Prevê-se que as importações de farinha de soja em 2024-25 permaneçam iguais às de 2023-24.
Por: Leonardo Gottems

Com 970.000 toneladas, a moagem de soja deverá permanecer abaixo da capacidade total de moagem da Coreia do Sul, de 1 milhão de toneladas, no ano de comercialização de 2024-25, marcando o terceiro ano consecutivo em que a indústria local se desviará da média histórica de operar em capacidade total.

Desde meados de 2023, o alto custo de importação e esmagamento da soja em comparação com os preços dos subprodutos da soja importados (óleo e farelo) diminuiu o interesse no esmagamento da soja no mercado interno, de acordo com um relatório da Global Agricultural Information Network (GAIN) do Foreign Agricultural Service (FAS) do Departamento de Agricultura dos EUA.

A FAS disse que o farelo de soja proveniente de esmagamento doméstico e de importações deverá continuar a ser a fonte de proteína dominante na produção total de alimentos compostos da Coreia do Sul, de cerca de 21 milhões de toneladas anuais, devido aos seus benefícios nutricionais, disponibilidade imediata e preços competitivos, mas a colza está ganhando força.

"Para cumprir as metas de redução de emissões de gases de efeito estufa (GEE), o governo coreano incentivou os agricultores a reduzir o nível de proteína nas fórmulas locais de rações compostas, o que diminuiu a demanda por farelo de soja em comparação com outras matérias-primas", afirmou a FAS.

Prevê-se que as importações de farinha de soja em 2024-25 permaneçam iguais às de 2023-24, em 1,6 milhões de toneladas, mas ligeiramente abaixo da média na competitividade relativa dos preços da farinha de colza, juntamente com novas políticas de mitigação climática.
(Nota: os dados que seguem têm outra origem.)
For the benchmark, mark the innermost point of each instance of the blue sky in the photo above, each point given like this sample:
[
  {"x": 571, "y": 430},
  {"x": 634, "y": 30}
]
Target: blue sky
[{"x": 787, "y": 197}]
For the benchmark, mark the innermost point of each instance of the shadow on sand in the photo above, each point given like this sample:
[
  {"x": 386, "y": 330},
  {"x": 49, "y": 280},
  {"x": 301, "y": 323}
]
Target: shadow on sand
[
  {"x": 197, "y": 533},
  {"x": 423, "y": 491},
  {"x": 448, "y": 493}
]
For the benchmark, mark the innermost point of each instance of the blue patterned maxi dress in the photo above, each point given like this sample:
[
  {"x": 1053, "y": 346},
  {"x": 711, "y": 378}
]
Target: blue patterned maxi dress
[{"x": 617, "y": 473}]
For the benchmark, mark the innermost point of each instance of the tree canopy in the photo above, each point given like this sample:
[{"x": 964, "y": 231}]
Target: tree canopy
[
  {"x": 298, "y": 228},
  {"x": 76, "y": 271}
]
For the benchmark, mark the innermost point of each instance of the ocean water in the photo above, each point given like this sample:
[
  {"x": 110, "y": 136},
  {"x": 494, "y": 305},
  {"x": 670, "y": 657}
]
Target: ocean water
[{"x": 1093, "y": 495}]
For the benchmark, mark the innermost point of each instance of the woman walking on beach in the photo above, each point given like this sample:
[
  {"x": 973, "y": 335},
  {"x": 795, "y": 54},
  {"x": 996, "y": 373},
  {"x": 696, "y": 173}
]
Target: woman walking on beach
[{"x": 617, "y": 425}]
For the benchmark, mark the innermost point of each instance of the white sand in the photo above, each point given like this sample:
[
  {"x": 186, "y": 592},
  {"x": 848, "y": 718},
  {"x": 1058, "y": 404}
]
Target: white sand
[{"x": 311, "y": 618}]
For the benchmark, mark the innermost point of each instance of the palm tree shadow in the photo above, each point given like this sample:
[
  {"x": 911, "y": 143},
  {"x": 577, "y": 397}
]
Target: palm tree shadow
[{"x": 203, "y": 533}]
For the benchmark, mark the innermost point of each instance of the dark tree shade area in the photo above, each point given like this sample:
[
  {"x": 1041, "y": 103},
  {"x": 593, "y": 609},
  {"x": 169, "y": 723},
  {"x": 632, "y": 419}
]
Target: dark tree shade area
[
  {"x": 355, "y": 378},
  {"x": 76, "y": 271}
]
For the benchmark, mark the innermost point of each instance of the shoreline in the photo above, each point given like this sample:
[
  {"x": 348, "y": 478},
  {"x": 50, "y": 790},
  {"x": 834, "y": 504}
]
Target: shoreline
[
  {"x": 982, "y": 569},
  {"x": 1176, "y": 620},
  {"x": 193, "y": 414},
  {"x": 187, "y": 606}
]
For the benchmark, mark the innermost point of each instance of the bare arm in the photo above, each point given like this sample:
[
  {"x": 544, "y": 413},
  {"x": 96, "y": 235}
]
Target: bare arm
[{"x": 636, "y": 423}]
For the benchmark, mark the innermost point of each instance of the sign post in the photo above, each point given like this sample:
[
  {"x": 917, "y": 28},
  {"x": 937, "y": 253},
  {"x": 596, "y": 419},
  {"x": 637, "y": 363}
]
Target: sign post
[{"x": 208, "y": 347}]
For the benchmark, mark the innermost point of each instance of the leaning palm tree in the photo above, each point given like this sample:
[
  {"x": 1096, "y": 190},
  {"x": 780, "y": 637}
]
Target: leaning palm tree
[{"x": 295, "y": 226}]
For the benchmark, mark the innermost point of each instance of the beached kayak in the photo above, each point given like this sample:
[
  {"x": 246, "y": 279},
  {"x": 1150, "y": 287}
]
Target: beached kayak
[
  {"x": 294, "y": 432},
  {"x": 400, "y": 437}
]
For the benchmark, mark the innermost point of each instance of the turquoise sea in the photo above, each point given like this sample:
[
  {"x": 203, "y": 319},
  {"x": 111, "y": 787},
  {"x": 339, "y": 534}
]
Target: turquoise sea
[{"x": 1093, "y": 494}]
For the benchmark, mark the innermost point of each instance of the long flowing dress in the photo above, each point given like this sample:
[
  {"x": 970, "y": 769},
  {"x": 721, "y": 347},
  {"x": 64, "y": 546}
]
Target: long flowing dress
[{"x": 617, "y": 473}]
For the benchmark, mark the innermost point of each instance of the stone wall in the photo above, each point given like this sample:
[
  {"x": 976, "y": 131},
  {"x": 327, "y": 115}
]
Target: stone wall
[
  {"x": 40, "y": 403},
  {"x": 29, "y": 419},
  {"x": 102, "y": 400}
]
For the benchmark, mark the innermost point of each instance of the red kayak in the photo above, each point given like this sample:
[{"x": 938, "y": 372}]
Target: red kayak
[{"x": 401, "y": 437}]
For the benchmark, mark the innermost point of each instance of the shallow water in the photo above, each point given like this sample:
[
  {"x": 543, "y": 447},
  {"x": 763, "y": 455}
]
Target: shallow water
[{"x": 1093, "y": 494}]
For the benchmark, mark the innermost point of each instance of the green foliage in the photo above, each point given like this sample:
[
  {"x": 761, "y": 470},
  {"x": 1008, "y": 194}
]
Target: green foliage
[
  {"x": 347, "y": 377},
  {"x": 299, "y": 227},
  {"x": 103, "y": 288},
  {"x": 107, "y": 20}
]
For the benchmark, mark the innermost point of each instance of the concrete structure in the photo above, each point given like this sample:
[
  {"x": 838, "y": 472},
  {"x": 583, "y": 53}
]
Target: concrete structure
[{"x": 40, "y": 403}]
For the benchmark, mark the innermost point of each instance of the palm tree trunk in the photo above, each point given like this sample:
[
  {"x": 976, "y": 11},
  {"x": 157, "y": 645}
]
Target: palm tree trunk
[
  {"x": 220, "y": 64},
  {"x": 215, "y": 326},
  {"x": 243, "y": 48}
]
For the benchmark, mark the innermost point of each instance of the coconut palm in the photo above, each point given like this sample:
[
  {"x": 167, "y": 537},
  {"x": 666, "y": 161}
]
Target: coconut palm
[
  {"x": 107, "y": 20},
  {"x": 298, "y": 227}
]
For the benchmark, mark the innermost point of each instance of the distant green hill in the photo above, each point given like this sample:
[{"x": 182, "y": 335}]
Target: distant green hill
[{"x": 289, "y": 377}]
A Coreia do Sul depende de importações para cerca de dois terços do seu fornecimento de farinha de soja.

Se espera que o farelo de colza proveniente principalmente da Índia cresça como a quarta fonte de proteína em rações compostas, depois do farelo de soja, dos grãos secos de destilaria com solúveis e da farinha de palmiste. Prevê-se que as importações totais de farinha de colza em 2024-25 aumentem para cerca de 560.000 toneladas.